Caitlin Dyck, nursing senior, said, “It’s awesome to be able to influence young kids, since I don’t have any younger siblings.” Dyck’s little sister is a school-based match. It is recommended that big brothers or sisters see their little brother or sister once a week. For busy college students, that can sometimes seem like a burden, but many would say that the time is well spent.

Christy Rude, early childhood education junior, said, “I saw it as an opportunity to get involved with a child in the community who needed a role model and somebody to look up to. I love kids and I love working with them and learning from them.”

Rude has taken her little on Discipleship outings, out to eat, or to the park. Dyck meets her little at school, and so usually does puzzles or crafts with her. Another important aspect is simply talking to them. These kids need someone to look up to, someone to get advice from. The children aren’t the only ones learning something, though. “Whenever you’re trying to change a kid’s life, they end up changing yours,” said Dyck.

That one day a week can have a huge impact. Rude said, “Not everyone is blessed with family who is able to devote all of their time and energy to their children, and a lot of different aspects factor into that. A lot of children need someone to look up to and to give them advice, and to help nuture their developmental process, to encourage them to be the best they can be.”

Rude would encourage others to carefully consider becoming a big brother or sister. “It’s a big time commitment. The little brother or sister is going to be depending on them.”

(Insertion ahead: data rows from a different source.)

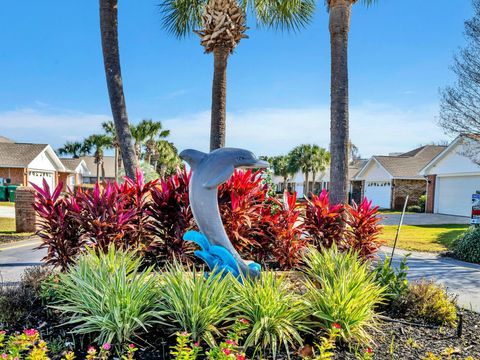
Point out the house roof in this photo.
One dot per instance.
(407, 165)
(108, 163)
(71, 163)
(18, 154)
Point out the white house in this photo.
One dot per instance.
(387, 180)
(452, 178)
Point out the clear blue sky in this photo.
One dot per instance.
(52, 85)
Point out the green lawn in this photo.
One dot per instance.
(431, 238)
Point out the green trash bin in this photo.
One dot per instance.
(3, 193)
(11, 192)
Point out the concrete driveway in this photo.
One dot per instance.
(460, 278)
(423, 219)
(7, 211)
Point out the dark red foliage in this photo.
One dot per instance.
(324, 222)
(286, 231)
(363, 229)
(170, 218)
(58, 225)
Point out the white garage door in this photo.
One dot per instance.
(454, 194)
(37, 177)
(379, 192)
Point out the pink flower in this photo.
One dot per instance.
(30, 332)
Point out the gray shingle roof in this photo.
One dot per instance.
(409, 164)
(18, 154)
(70, 163)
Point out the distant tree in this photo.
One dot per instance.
(98, 144)
(460, 102)
(111, 59)
(74, 148)
(223, 25)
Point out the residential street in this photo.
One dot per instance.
(461, 278)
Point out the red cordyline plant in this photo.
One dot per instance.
(286, 231)
(324, 222)
(363, 228)
(58, 225)
(170, 217)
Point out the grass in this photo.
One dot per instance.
(430, 238)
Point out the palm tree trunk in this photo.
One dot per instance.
(111, 59)
(340, 11)
(219, 98)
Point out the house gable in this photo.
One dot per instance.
(452, 161)
(373, 171)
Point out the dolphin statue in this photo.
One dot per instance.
(208, 172)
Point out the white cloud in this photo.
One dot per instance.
(375, 128)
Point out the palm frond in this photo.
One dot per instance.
(181, 17)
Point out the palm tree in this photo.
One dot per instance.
(302, 160)
(99, 143)
(340, 12)
(223, 26)
(71, 148)
(320, 160)
(111, 59)
(282, 166)
(109, 128)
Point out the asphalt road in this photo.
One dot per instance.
(460, 278)
(15, 257)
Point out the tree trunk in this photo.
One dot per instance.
(219, 98)
(111, 59)
(340, 11)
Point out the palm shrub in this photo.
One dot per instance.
(342, 290)
(195, 304)
(277, 316)
(108, 295)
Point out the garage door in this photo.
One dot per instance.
(379, 192)
(454, 194)
(37, 177)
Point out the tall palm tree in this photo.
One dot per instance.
(223, 26)
(320, 160)
(99, 143)
(340, 12)
(282, 166)
(302, 160)
(111, 59)
(73, 148)
(109, 128)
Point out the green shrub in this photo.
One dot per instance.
(467, 246)
(393, 280)
(19, 304)
(430, 302)
(342, 290)
(109, 296)
(194, 304)
(414, 208)
(276, 314)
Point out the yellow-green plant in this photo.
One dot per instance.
(430, 302)
(195, 304)
(277, 315)
(109, 295)
(343, 290)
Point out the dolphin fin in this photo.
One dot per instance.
(223, 176)
(192, 157)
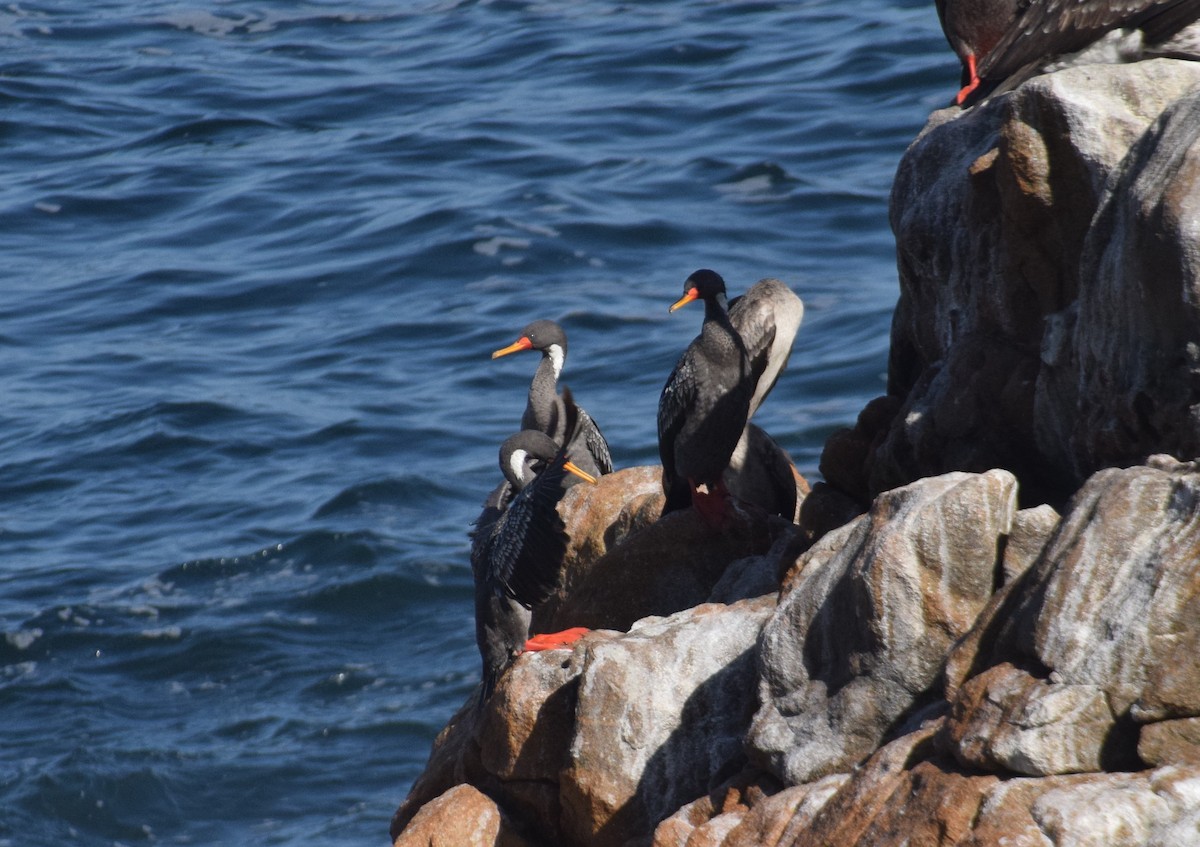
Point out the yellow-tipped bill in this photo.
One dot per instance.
(579, 472)
(693, 294)
(521, 343)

Volunteering isn’t the only thing you can do, though. The annual Bowl for Kids’ Sake is a great way to be involved. Those interested in helping can start a team of five or six members. Each team should try to raise $1000. On March 6, all teams will be rewarded with two free games of bowling, a t-shirt, concessions, and door prizes. The best part is that this celebration is funded by sponsors, so all the money raised will go directly to the kids.